Hi,
I have a slightly unusual use case where I'd like to be able to read from any Tap instance outside of the scope of a connected flow. I effectively want to utilise the tap/scheme machinery without the overhead of a full MR job. I can pretty much get this working like so (for Hadoop based taps - I have something similar for local taps):
Tap<JobConf, ?, ?> hadoopTap = (Tap<JobConf, ?, ?>) sourceTap;
JobConf conf = new JobConf();
FlowProcess<JobConf> flowProcess = new HadoopFlowProcess(conf);
hadoopTap.sourceConfInit(flowProcess, conf);
TupleEntryIterator tuples = hadoopTap.openForRead(flowProcess);
while (tuples.hasNext()) {
tuples.next();
}
This seems to work well for all Taps that I've tried except for the PartitionTap where I get some slightly different behaviour than if I were to connect up a tap to a sink with an HadoopFlowConnector. In my use case I have a number of 'hidden' metadata files with a '.' prefix that live in the base directory of the partitioned data. If I use a flow connector to read from the tap, these files are ignored - they are correctly discarded as candidates for partition paths.

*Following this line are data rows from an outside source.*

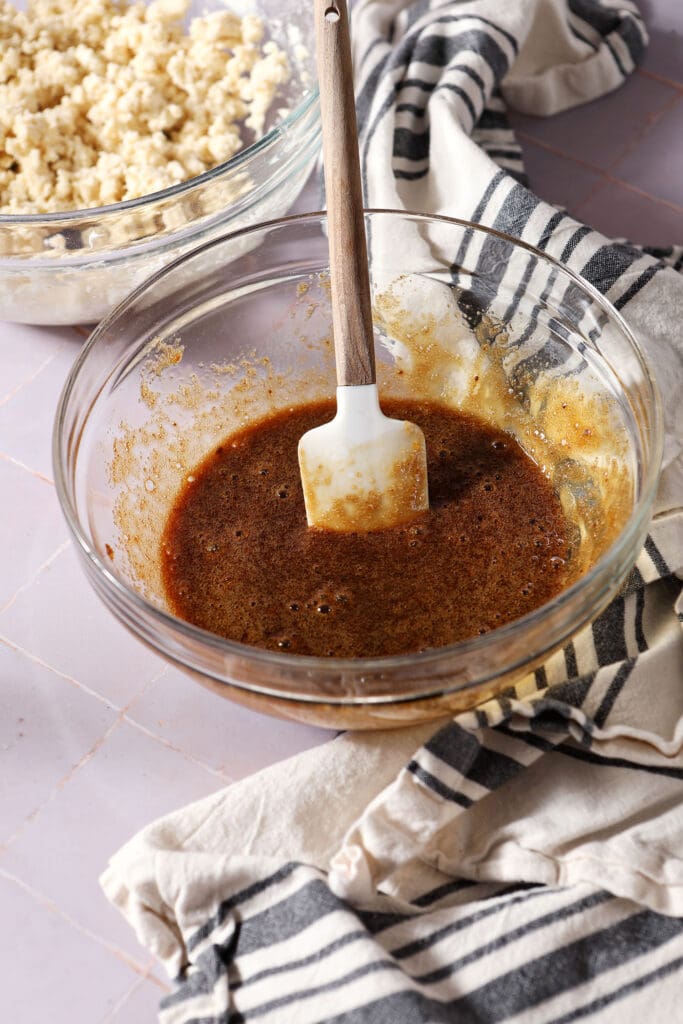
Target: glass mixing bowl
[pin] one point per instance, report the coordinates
(241, 327)
(74, 267)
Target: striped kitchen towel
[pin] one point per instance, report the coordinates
(522, 862)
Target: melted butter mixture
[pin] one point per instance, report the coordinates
(239, 560)
(565, 437)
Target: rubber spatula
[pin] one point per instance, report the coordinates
(361, 471)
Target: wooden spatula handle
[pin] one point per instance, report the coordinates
(352, 321)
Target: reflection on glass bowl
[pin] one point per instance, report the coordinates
(241, 327)
(74, 267)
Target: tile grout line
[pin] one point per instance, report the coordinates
(121, 717)
(605, 177)
(34, 376)
(87, 757)
(646, 73)
(121, 1004)
(22, 465)
(119, 709)
(46, 903)
(29, 583)
(651, 120)
(59, 785)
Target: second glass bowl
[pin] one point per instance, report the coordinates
(73, 267)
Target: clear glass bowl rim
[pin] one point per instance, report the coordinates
(307, 665)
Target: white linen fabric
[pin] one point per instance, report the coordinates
(523, 861)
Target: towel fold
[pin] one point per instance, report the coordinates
(522, 861)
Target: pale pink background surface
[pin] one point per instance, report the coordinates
(97, 735)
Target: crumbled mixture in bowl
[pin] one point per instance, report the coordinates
(103, 100)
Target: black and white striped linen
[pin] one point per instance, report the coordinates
(524, 862)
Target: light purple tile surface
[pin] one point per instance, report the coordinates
(221, 734)
(139, 1006)
(32, 527)
(601, 132)
(132, 780)
(621, 212)
(553, 178)
(25, 350)
(54, 972)
(32, 445)
(665, 25)
(71, 819)
(656, 164)
(59, 617)
(47, 726)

However, if I read from the Tap directly as described above the PartitionTap attempts to use these paths and fails like so:
org.apache.hadoop.mapred.InvalidInputException: Input path does not exist: file:/basePath/.hidden
at org.apache.hadoop.mapred.FileInputFormat.singleThreadedListStatus(FileInputFormat.java:285)
at org.apache.hadoop.mapred.FileInputFormat.listStatus(FileInputFormat.java:228)
at org.apache.hadoop.mapred.FileInputFormat.getSplits(FileInputFormat.java:304)
at cascading.tap.hadoop.io.MultiRecordReaderIterator.initialize(MultiRecordReaderIterator.java:102)
at cascading.tap.hadoop.io.MultiRecordReaderIterator.<init>(MultiRecordReaderIterator.java:80)
at cascading.tap.hadoop.io.HadoopTupleEntrySchemeIterator.makeIterator(HadoopTupleEntrySchemeIterator.java:57)
at cascading.tap.hadoop.io.HadoopTupleEntrySchemeIterator.<init>(HadoopTupleEntrySchemeIterator.java:44)
at cascading.tap.hadoop.PartitionTap.createTupleEntrySchemeIterator(PartitionTap.java:167)
at cascading.tap.hadoop.PartitionTap.createTupleEntrySchemeIterator(PartitionTap.java:72)
at cascading.tap.partition.BasePartitionTap$PartitionIterator.createPartitionEntryIterator(BasePartitionTap.java:88)
at cascading.tap.partition.BasePartitionTap$PartitionIterator.<init>(BasePartitionTap.java:80)
at cascading.tap.partition.BasePartitionTap.openForRead(BasePartitionTap.java:343)
at cascading.tap.Tap.openForRead(Tap.java:270)
I have a horrible workaround that involves subclassing the PartitionTap's parent tap type and overriding
Hfs#getChildIdentifiers(JobConf, int, boolean) and implementing a filter here that removes file constructs that are normally ignored by Hadoop (dot files, SUCCESS folders, _logs folders, etc.) However, this isn't workable for me in the long term because my use case demands that I may not ultimately have control over what Taps are passed into my method (within reason).
Can you suggest what extra steps I might need to take in my execution of the Tap mechanisms so that my PartitionTap read behaviour is consistent with that of invocation within a Hadoop job? I suspect that my problems arise from my use of Tap#openForRead(FlowProcess<Config>) instead of Tap#openForRead(FlowProcess<Config>, Input) but I'm uncertain as to how I can satisfy the input parameter in this instance.